Are we approaching a new round of consolidation among the big drinks producers? The tempo of reports about rivals sizing up assets is picking up.

A number of overtures have been made already and if all the rumoured and mooted bids turn out to be based on fact then the landscape could change dramatically.

Battle has already commenced for ownership of Foster’s, Australia’s biggest brewer, following the near-AU$10 billion bid from SABMiller, the world number two. The bid has been rejected and skirmishing is likely to continue for several months as other potential suitors consider their options.

In East Africa, however, Diageo’s efforts to bolster its control of the market have suffered a setback at the hands of the Ethiopian government. Diageo’s East African Breweries is a key route to market for all its products and earlier this month Diageo began to unravel a reciprocal deal with SABMiller by buying the latter’s 20% stake.

That would create extra competition in the region – which Diageo sees as a strategic centre of growth – but that strategy has been dealt a blow by the Ethiopian government’s decision not to let Diageo take control of one its largest brewers for US$200 million, preferring to sell to Heineken.
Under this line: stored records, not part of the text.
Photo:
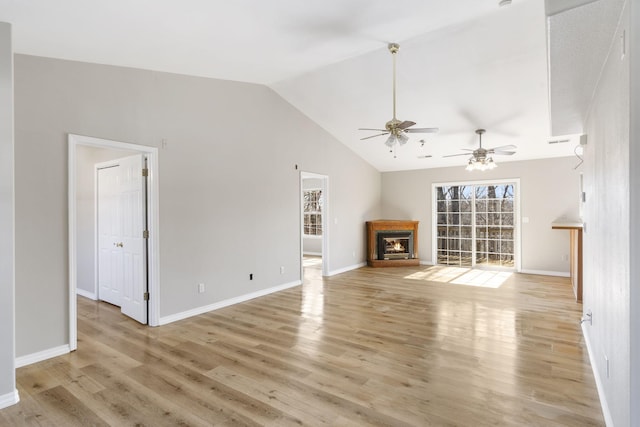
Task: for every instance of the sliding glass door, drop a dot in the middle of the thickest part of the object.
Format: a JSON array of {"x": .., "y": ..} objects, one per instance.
[{"x": 476, "y": 224}]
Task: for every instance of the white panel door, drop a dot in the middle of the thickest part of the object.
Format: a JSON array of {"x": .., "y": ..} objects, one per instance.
[
  {"x": 132, "y": 201},
  {"x": 121, "y": 244},
  {"x": 109, "y": 236}
]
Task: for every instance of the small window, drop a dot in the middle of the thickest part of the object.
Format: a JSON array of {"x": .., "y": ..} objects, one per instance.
[{"x": 312, "y": 212}]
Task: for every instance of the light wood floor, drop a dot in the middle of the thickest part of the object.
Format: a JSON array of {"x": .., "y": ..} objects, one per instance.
[{"x": 395, "y": 346}]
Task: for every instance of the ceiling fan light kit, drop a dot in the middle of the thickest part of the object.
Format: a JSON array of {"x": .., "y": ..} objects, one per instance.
[
  {"x": 481, "y": 165},
  {"x": 396, "y": 129},
  {"x": 481, "y": 158}
]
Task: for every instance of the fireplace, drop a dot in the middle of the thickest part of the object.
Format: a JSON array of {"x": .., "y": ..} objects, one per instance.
[
  {"x": 392, "y": 243},
  {"x": 395, "y": 244}
]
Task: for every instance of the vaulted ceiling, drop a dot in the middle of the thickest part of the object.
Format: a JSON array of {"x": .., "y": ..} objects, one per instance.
[{"x": 462, "y": 65}]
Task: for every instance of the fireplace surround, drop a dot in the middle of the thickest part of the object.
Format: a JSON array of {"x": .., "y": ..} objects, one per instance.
[{"x": 392, "y": 243}]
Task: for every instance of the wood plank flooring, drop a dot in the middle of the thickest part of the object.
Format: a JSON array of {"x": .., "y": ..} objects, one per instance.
[{"x": 384, "y": 347}]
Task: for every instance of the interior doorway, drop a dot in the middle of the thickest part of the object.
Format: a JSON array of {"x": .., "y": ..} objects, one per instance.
[
  {"x": 82, "y": 229},
  {"x": 314, "y": 209},
  {"x": 121, "y": 221}
]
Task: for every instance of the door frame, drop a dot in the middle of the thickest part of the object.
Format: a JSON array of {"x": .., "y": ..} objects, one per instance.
[
  {"x": 153, "y": 226},
  {"x": 325, "y": 221}
]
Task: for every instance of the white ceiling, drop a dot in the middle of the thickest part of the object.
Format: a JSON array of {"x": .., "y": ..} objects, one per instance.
[{"x": 462, "y": 65}]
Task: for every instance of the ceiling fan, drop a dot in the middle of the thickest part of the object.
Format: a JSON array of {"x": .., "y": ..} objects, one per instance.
[
  {"x": 481, "y": 157},
  {"x": 397, "y": 129}
]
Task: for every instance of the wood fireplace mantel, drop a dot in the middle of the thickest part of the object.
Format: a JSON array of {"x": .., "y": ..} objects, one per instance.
[{"x": 373, "y": 227}]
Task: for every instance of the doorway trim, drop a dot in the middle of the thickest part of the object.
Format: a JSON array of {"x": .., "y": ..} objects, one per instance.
[
  {"x": 325, "y": 221},
  {"x": 153, "y": 218}
]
But Diageo has numerous other irons in the fire designed to bolster its position as the world’s leading drinks group. This year it has already bought Turkey’s foremost spirits producer, Mey Icki; it is still awaiting approval from Beijing for its £624m bid for one of the country’s largest distillers, Shui Jing Fang; it is exercising its option to buy a 50% stake in Guatemala’s Zacapa rum brand; and it is said to be in discussions about buying José Cuervo Tequila, which it already distributes.

At the same time it is mulling an option to spend $900m on the 50% of Ketel One vodka it doesn’t already own. So Diageo is being highly active, even without the perennial interest in Moët Hennessy or a mention of any participation in a possible break up of Beam Global once that receives a separate Wall Street listing.

Beam itself might go on the acquisition and merger trail simply to deter potential bidders. A link with Brown-Forman to form an American spirits giant based on bourbon and whiskey is being regularly mooted, despite potential regulatory problems in Washington. Meanwhile, Bacardi is forging closer links with Sapporo in Japan.

In Europe both Rémy Cointreau and Davide Campari have announced that they have war chests available should a suitable target be identified, and although Pernod Ricard has ruled itself out of major acquisitions until next year, it is inconceivable that it would sit on the sidelines if the right opportunity presented itself. Indeed, it is also inconceivable that it is not identifying targets (such as a major Tequila brand) during its period of financial purdah.

All the global groups want to augment their positions in growing markets, especially through acquisition of strategic local premium brands, and most have strong balance sheets with which to finance them. We are entering an interesting 12 months.